Poste basé à Maisons Laffitte(78).
Au sein de l'unité réseaux informatiques industriels et sous la responsabilité du responsable d'unité, le chargé de projet exerce les missions suivantes :
Piloter les projets EAI : - Est référent EAI pour les projets pilotés par le SSPP ou la DESP et la DT - Pilote les projet EAI propres au service en lien avec le SOP - En transversal avec le responsable de l'Unité Coordination Projet du SEAI, il définit les ressources du projet ainsi que les objectifs à atteindre en termes de performances, qualité, délais et coûts. - Pilote avec une vision globale les projets qui lui sont confiés.

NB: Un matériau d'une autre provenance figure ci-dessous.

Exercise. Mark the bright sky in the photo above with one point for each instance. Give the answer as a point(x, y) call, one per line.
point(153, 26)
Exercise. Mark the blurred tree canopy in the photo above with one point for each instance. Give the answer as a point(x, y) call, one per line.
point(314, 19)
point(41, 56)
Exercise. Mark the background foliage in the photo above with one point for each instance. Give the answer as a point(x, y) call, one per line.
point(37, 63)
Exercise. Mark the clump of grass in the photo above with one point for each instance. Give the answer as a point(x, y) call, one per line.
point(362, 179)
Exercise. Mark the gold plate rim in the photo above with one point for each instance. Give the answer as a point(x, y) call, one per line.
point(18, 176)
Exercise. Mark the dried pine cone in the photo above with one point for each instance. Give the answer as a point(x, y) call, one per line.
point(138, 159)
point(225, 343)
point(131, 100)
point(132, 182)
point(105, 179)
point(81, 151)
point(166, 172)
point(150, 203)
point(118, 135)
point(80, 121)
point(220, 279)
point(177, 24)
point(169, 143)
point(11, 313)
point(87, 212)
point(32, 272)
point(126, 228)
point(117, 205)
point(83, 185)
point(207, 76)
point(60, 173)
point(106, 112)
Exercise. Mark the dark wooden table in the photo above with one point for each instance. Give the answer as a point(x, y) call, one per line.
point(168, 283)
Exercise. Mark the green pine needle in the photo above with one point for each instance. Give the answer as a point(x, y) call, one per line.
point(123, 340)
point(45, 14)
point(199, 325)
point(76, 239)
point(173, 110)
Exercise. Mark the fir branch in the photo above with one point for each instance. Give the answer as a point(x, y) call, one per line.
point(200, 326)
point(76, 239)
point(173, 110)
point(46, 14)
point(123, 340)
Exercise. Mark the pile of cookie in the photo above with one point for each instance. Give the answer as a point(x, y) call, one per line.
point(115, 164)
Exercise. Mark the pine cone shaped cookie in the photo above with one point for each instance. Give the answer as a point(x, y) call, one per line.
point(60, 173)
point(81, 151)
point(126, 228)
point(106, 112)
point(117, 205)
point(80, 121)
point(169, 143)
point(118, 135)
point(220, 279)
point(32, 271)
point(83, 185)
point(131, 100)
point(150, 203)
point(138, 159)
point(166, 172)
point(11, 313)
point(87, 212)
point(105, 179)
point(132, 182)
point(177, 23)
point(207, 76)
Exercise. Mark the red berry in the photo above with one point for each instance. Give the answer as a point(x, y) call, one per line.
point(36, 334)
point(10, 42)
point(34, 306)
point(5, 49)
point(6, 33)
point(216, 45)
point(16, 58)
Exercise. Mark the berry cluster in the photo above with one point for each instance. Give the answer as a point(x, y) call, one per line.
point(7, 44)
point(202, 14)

Pour cela, il oriente et assure l'animation du groupe projet et/ou sollicite les experts - Anticipe les risques, points critiques et fait des revues périodiques de validation et de vérification des étapes - Rédige les spécifications techniques détaillées, cahiers des charges techniques et gère les marchés spécifiques aux projets. - Assure le reporting de son projet à travers les outils de suivi pour garantir l'atteinte des objectifs - Formalise les choix d'orientation (technique ou fonctionnel) en vue de les présenter au bon niveau de décision. - En phase réalisation, peut assurer la maîtrise d'ouvrage de son projet. - Est garant de la bonne intégration et transmission aux équipes d'exploitation et/ou de maintenance des nouvelles installations/ateliers, nouveaux outils/systèmes ou nouvelles infrastructures déployées à travers leurs projets. - Assure la clôture du projet. * Assistance et expertise dans son domaine de spécialité : - Charger pour son domaine de compétence de définir, mettre en oeuvre et de conduire un projet SI et en particulier l'évolution des infrastructures informatiques systèmes et réseaux industrielles - Rédige et est garant des standards de conception dans son domaine de compétence et s'assure de leur bonne application au sein du SEAI. - Pilote l'intégration et la recette fonctionnelle et technique de la solution, veille à la sécurité du système d'information industriel mis en place. - Assure que tous les changements sont bien conformes et enregistrés (permis de modifier, mise à jour documentation DOE et Cybersécurité directive NIS2). - Met en oeuvre et gère l'évolution des architectures réseaux
Profil recherché
- Expertise de base des systèmes d'exploitation et réseaux industriels - Expertise en programmation objet et des bases de données SQL. - Expertise des supervisions et automates (systèmes numériques de contrôle commande et automates de sécurité). - Savoir travailler en mode projet, en maitriser chaque phase et les délais associés - Forte capacité au management transversal - Autonome et capable d'analyse (trouver les solutions adéquates en cas de situation complexe et urgente dans son domaine d'activité). - Sens de l'organisation, esprit d'équipe. - Connaissance de Word, Excel Formation initiale : Bac+5 en automatismes et informatique industrielle Expérience professionnelle : Expérience significative (+ 5 ans) en gestion de projets informatiques industriels -
Niveau d'étude : BAC+5
Niveau d'expérience : 5-7 ans
Qui sommes-nous ?
Les établissements publics de coopération intercommunale (EPCI) sont des structures administratives permettant à plusieurs communes de se regrouper afin d’exercer ensemble certaines compétences. Il existe des EPCI à fiscalité propre et des EPCI sans fiscalité propre. L’objectif des structures intercommunales est de mutualiser les moyens, coordonner l’action publique et conduire des projets à une échelle plus pertinente que celle de la commune seule. Cela permet d’assurer une meilleure cohérence des politiques locales, de renforcer l’attractivité économique et résidentielle des territoires et de développer des services publics de proximité adaptés aux besoins. Sous l’effet d’un déploiement des structures intercommunales et des transferts progressifs de compétences des communes intervenus depuis 30 ans, une grande partie des grands services publics locaux et des équipements structurants relève désormais d’une gestion mutualisée à l’échelle des EPCI.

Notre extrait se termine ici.